Seven years ago, Hillary Clinton was found to have used an unsecured, private email server located in her home to store about 60,000 personal and work emails. The FBI identified 110 email conversations among the roughly 30,000 work emails containing information that was likely classified at the time it was sent, including eight that contained top-secret information. Three additional email chains containing classified information were identified among the other 30,000 emails. There’s no evidence that any actual classified documents had been shared, and only one email had classified markings (whose significance Clinton was reportedly not aware of).

The FBI investigation concluded that Clinton and her team had been “extremely careless in their handling of very sensitive, highly classified information” and committed “potential violations of the statutes regarding the handling of classified information.”

Investigators did not establish clear intent to deliberately retain classified information and withhold it from the government. Based on an exhaustive analysis of all previous similar cases and the facts of the case in question, then-FBI Director James Comey famously determined that “no reasonable prosecutor” would bring criminal charges against Clinton, calling her behavior negligent but not willful.

No comparison, no double standard

Equal treatment under the law – one of the bedrocks of the rule of law – doesn’t require equal outcomes for different cases. In fact, the opposite is true. Every case must be judged on its own merits. While it’s true that other politicians have faced no legal consequences for retaining documents, Trump’s case is different in key ways that justify the extraordinary federal charges brought against him by special counsel Jack Smith.

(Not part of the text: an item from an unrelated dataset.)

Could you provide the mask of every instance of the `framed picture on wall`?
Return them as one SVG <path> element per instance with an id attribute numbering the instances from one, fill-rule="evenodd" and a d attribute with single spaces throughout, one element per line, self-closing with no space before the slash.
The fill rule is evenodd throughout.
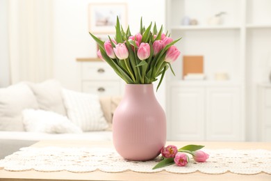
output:
<path id="1" fill-rule="evenodd" d="M 89 31 L 110 34 L 115 31 L 117 16 L 125 29 L 127 24 L 127 5 L 117 3 L 90 3 L 88 6 Z"/>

Investigations about the retention of classified material always seek to do two things. First and foremost, recover the lost material. Second, figure out whether the retention constituted a knowing and willful violation of the law. In the vast majority of cases, including Biden’s and Pence’s, as soon as someone notices they have documents they shouldn’t, they simply turn them in. People with security clearances make mistakes like the rest of us. Having been remediated and accidental rather than intentional, this conduct often results in no criminal charges.

In Trump’s case, there is a mountain of evidence showing Trump’s personal intent to withhold and mishandle sensitive and classified documents – and to knowingly and willfully obstruct the government’s attempts to recover them. There really is no comparison with the behavior of Clinton, Pence, and Biden – none of whom defied a federal subpoena to turn over classified materials containing some of the nation’s most sensitive national security secrets and then tried to hide them from federal investigators and their own lawyers, as Trump is credibly alleged to have done. The case that comes closest is Clinton’s, but from what we know, Trump’s misconduct went far beyond hers.

In fact, given the political context and historical precedent, had Trump complied with any of the several requests to turn over the documents, it’s very likely he wouldn’t have been charged – just like Pence and Clinton weren’t charged and like Biden probably won’t be. However, given the facts as alleged, any other American would’ve been charged in much the same way as Trump regardless of their political status.

Two wrongs don’t make a right

In the view of Trump and his supporters, whether he’s innocent or guilty is beside the point – insofar as he’s being prosecuted by a Justice Department under the control of the opposing party for something others supposedly got away with, any case against him is automatically politically motivated and illegitimate, regardless of the facts, the evidence, and the law. Never mind that it was a grand jury in Republican-leaning Miami – not a politician, a prosecutor, or a bureaucrat – that indicted Trump.

The long-standing norm against politicized prosecutions is not a norm against prosecuting politicians – it’s a norm against prosecuting anyone based not on the merits of the case against them but on political considerations.

Declining to prosecute Trump for conduct that would get any other American charged solely because he happened to have served as president, he’s running for office in 2024, or others may have gotten away with similar stuff in the past would be the real miscarriage of justice.